20050713.01
I think that criticism in any direction, be it of our
parents, of each other or of our individual selves, is very
much beside the point. As long as I assign blame, I do not
understand; and once I understand, blame disperses like the
morning fog. Just as the obstetrician assigns blame for the
trauma of birth neither to the mother nor to the child, nor
to both, but to nature, or if you wish, in a dialectical
sense to God (Genesis 3:16) I consider my childhood
experiences a circumstance of nature; that is why I place
blame neither on my natural nor on my foster parents, and it
is to deflect blame from them, that I blame myself, partly
rhetorically and partly to savor the edification which
Kierkegaard described with the insight that as before God we
are always in the wrong.
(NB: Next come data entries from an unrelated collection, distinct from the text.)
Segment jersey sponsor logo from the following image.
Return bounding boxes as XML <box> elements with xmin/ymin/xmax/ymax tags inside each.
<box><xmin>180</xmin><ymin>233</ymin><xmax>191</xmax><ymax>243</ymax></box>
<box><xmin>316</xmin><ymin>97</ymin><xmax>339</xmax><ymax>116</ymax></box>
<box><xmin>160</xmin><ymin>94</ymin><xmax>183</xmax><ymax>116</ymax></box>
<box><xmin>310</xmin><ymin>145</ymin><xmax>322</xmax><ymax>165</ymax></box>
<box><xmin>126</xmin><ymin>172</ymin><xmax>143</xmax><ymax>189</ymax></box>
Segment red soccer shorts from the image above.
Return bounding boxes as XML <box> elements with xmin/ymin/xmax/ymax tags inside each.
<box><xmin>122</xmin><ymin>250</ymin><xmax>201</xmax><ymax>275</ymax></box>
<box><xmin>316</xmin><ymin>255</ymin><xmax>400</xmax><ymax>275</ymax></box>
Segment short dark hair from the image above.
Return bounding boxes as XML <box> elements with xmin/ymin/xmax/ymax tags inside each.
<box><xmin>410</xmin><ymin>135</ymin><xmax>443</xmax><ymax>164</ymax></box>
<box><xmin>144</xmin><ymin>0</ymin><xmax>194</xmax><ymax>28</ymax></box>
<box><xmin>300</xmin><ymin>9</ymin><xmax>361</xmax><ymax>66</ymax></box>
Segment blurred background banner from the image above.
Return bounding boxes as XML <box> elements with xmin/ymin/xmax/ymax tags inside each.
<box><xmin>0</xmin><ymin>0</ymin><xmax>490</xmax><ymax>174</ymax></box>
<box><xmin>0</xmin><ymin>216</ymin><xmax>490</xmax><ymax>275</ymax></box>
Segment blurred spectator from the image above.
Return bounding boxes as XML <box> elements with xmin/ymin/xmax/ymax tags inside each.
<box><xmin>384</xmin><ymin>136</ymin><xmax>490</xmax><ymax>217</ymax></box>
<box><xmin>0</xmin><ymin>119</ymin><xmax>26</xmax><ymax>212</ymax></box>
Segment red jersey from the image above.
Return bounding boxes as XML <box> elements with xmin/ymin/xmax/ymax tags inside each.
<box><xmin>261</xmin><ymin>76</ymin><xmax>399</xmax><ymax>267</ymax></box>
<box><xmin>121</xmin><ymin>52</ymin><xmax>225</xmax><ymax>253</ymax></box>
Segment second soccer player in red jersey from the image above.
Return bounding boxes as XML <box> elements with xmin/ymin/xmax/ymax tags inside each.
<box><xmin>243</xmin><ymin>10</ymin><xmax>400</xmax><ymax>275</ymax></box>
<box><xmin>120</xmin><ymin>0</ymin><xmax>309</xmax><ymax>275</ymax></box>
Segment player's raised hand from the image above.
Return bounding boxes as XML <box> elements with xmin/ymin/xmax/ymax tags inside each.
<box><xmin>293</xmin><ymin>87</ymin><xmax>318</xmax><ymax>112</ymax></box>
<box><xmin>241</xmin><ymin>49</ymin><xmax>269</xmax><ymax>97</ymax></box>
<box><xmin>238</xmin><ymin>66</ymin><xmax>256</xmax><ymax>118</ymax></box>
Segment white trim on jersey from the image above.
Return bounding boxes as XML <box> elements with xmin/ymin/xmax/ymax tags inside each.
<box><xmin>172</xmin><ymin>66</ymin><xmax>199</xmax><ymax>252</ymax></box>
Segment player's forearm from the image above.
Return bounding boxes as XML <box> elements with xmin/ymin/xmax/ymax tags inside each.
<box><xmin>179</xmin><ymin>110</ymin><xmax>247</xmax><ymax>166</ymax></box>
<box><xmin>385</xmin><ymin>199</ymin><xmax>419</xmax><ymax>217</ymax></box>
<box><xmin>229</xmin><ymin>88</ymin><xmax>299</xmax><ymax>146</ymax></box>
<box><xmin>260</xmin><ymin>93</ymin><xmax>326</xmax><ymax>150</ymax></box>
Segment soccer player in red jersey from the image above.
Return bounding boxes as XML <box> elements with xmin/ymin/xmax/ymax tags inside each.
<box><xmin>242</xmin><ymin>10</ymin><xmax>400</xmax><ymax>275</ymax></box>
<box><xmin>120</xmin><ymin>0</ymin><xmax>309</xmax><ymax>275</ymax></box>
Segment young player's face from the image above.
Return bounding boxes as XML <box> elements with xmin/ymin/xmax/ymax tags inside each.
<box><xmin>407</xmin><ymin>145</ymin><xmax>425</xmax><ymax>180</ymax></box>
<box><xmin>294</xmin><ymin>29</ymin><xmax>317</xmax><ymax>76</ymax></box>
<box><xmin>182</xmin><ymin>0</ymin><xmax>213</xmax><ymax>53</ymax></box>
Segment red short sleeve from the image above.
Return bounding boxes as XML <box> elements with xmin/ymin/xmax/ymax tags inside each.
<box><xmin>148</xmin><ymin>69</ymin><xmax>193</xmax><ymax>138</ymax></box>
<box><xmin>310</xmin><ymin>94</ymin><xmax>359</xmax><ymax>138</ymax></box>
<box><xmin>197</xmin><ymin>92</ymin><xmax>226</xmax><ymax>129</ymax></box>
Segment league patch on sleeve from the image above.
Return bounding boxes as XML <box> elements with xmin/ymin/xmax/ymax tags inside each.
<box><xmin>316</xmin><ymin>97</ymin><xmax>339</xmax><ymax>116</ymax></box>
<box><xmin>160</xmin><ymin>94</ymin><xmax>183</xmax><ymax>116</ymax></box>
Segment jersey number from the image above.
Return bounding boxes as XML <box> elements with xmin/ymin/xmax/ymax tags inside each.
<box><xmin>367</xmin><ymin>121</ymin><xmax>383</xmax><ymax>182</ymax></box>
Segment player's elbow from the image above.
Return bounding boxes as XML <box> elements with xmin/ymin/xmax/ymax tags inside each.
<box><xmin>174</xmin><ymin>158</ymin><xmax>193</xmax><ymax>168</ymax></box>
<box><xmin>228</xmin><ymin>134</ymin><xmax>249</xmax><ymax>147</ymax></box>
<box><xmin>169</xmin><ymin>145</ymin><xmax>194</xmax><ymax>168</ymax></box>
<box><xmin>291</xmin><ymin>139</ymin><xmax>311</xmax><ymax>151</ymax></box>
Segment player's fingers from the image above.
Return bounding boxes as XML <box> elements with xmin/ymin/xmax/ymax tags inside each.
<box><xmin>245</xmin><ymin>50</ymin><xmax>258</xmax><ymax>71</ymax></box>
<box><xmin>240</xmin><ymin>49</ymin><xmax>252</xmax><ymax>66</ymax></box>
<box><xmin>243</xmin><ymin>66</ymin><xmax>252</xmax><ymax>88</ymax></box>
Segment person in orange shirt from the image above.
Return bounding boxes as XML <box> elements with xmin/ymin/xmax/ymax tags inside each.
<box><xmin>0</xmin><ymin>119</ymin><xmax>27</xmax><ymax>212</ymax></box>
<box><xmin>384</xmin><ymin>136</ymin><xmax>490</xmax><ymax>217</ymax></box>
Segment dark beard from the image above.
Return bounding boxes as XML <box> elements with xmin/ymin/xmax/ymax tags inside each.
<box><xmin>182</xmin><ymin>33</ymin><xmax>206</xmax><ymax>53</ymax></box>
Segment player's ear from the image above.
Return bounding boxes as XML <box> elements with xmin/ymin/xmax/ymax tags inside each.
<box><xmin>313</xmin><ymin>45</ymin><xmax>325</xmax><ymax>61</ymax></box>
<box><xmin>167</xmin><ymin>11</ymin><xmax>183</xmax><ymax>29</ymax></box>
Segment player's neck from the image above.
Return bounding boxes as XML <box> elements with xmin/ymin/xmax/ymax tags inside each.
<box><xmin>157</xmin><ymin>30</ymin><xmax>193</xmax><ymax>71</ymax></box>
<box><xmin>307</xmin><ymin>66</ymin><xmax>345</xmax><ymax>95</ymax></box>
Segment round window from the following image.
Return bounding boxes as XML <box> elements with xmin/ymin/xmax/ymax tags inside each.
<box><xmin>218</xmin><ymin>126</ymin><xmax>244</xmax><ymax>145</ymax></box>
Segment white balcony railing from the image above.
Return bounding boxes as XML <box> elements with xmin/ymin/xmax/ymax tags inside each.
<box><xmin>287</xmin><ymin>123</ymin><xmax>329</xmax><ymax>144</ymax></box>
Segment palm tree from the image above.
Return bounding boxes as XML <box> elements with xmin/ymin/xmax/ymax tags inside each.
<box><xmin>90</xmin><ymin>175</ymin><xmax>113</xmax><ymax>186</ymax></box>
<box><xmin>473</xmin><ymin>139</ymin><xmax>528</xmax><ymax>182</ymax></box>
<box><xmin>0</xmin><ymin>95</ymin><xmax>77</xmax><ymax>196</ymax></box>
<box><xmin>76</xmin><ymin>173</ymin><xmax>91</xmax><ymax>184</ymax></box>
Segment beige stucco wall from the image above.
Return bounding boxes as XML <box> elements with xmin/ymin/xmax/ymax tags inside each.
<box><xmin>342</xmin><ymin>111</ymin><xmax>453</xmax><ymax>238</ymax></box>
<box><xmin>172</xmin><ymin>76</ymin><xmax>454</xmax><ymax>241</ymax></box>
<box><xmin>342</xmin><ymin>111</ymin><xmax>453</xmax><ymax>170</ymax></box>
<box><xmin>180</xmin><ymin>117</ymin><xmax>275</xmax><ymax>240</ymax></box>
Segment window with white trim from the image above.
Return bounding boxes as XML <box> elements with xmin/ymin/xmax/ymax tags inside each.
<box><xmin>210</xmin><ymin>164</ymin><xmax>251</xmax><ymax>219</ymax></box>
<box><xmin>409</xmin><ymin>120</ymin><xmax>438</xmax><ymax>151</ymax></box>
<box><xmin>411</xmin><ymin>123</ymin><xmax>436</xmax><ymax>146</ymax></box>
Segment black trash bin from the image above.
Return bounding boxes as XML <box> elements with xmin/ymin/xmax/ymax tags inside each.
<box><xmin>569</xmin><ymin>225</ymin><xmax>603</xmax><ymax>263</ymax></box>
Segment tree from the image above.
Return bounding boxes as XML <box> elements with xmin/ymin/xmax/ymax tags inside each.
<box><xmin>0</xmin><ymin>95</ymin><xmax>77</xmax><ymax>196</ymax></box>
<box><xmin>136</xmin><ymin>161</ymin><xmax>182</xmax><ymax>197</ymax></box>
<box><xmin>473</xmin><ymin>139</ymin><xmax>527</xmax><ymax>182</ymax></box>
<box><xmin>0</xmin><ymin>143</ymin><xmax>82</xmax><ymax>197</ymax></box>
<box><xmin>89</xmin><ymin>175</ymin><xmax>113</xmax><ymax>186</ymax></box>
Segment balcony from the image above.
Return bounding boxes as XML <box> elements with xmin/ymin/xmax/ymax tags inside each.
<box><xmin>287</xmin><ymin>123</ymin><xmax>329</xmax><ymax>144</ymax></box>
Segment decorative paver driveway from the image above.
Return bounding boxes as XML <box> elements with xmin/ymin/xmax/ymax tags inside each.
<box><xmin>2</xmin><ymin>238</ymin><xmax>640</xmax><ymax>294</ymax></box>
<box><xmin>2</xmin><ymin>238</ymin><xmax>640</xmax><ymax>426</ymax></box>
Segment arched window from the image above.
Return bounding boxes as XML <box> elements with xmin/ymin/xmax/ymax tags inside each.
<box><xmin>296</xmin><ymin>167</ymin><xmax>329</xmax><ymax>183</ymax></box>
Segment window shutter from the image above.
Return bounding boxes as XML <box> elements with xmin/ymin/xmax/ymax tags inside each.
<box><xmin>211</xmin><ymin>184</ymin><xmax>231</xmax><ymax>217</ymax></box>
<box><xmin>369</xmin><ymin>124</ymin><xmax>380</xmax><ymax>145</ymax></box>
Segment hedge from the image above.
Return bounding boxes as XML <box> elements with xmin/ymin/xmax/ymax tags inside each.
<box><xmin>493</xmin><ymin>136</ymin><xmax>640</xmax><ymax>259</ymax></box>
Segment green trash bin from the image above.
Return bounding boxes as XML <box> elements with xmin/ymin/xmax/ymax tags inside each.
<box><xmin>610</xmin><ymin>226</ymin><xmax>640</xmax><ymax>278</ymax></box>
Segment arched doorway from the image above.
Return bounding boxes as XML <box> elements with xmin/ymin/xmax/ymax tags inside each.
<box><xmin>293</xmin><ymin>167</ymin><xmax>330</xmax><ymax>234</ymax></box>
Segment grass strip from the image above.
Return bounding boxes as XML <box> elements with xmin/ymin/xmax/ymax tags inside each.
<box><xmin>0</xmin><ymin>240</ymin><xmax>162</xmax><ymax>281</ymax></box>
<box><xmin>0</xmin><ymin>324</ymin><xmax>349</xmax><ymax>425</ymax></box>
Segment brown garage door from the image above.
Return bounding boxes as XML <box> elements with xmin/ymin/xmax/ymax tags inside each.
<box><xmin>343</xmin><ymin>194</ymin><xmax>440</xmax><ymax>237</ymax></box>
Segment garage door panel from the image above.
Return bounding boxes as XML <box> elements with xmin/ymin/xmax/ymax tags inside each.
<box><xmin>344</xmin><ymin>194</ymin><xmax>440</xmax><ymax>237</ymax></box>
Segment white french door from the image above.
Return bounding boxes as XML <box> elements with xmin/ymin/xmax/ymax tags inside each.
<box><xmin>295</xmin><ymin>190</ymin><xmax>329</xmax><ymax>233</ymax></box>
And it is in this context, that I
contemplate the impossibility of the parents' task: on the
one hand to nurture and to protect the child, and on the
other hand to emancipate it to become him or herself:
distinct, separate and independent of the parents, who,
according to ones bias may invariably be blamed either for
overprotecting and withholding from the child its freedom
(and its patrimony) or for neglecting and abandoning it;
parents who must be concomitantly the objects of our love and
honor because they nurtured us or because they set us free or
both, even while these two modes of parenting are in direct
contradiction. The fact is that we are alive, no matter how
oppressive or how painful our childhood. The "right" course
of action, be it for the parent or for the child, is a
"golden mean", an Aristotelian ideal, which like the
reciprocal of a mathematical limit, vanishes the more
assiduously and conscientiously one attemps to seize it.